Development of Therapeutic Anti-JAGGED1 Antibodies for Cancer Therapy.
Masiero M., Li D., Whiteman P., Bentley C., Greig J., Hassanali T., Watts S., Stribbling S., Yates J., Bealing E., Li J-L., Chillakuri C., Sheppard D., Serres S., Sarmiento-Soto M., Larkin J., Sibson NR., Handford PA., Harris AL., Banham AH.
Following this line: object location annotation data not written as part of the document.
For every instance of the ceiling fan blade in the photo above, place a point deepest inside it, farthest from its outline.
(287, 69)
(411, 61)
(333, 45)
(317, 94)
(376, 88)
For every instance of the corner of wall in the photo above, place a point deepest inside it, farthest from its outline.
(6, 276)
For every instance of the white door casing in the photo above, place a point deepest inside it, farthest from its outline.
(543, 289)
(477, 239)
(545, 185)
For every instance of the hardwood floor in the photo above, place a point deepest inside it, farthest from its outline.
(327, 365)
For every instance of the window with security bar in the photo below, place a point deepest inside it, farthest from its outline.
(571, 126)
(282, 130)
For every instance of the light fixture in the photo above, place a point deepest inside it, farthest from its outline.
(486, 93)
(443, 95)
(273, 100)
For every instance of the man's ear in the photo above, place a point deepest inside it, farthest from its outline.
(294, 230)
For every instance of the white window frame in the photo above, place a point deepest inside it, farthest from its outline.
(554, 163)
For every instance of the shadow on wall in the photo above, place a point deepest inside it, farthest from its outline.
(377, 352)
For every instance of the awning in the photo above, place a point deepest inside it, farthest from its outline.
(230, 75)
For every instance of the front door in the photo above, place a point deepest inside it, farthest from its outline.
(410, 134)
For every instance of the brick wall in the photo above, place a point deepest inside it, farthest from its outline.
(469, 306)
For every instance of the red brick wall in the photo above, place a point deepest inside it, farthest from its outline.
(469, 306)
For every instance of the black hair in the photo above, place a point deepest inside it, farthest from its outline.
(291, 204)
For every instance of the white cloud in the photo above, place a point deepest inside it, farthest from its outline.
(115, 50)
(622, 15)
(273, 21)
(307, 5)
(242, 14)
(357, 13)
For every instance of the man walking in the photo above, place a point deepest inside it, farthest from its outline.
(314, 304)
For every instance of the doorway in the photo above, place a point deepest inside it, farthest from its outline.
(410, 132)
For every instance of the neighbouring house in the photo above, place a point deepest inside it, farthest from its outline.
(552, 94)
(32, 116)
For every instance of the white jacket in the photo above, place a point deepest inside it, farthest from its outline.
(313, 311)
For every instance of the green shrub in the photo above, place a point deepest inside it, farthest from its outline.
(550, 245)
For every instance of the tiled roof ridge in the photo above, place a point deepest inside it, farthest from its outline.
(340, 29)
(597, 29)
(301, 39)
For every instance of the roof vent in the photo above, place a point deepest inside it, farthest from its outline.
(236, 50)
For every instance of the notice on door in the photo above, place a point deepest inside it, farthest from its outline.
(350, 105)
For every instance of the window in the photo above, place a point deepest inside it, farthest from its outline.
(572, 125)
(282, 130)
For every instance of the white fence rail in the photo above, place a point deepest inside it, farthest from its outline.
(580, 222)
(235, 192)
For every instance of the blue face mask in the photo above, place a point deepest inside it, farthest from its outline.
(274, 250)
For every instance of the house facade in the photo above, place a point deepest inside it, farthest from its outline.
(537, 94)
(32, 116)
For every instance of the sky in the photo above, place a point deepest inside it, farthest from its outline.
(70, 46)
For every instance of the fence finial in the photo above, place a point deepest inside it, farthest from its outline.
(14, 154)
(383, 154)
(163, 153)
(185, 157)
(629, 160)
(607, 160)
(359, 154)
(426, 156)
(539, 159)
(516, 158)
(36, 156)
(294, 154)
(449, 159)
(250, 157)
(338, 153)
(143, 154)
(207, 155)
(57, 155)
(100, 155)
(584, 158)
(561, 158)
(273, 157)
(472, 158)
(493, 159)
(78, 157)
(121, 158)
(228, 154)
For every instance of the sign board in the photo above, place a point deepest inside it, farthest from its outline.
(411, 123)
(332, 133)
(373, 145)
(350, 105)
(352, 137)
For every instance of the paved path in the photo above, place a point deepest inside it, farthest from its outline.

The role of Notch signaling and its ligand JAGGED1 (JAG1) in tumor biology has been firmly established, making them appealing therapeutic targets for cancer treatment. Here, we report the development and characterization of human/rat-specific JAG1-neutralizing mAbs. Epitope mapping identified their binding to the Notch receptor interaction site within the JAG1 Delta/Serrate/Lag2 domain, where E228D substitution prevented effective binding to the murine Jag1 ortholog. These antibodies were able to specifically inhibit JAG1-Notch binding in vitro, downregulate Notch signaling in cancer cells, and block the heterotypic JAG1-mediated Notch signaling between endothelial and vascular smooth muscle cells. Functionally, in vitro treatment impaired three-dimensional growth of breast cancer cell spheroids, in association with a reduction in cancer stem cell number. In vivo testing showed variable effects on human xenograft growth when only tumor-expressed JAG1 was targeted (mouse models) but a more robust effect when stromal-expressed Jag1 was also targeted (rat MDA-MB-231 xenograft model). Importantly, treatment of established triple receptor-negative breast cancer brain metastasis in rats showed a significant reduction in neoplastic growth. MRI imaging demonstrated that this was associated with a substantial improvement in blood-brain barrier function and tumor perfusion. Lastly, JAG1-targeting antibody treatment did not cause any detectable toxicity, further supporting its clinical potential for cancer therapy.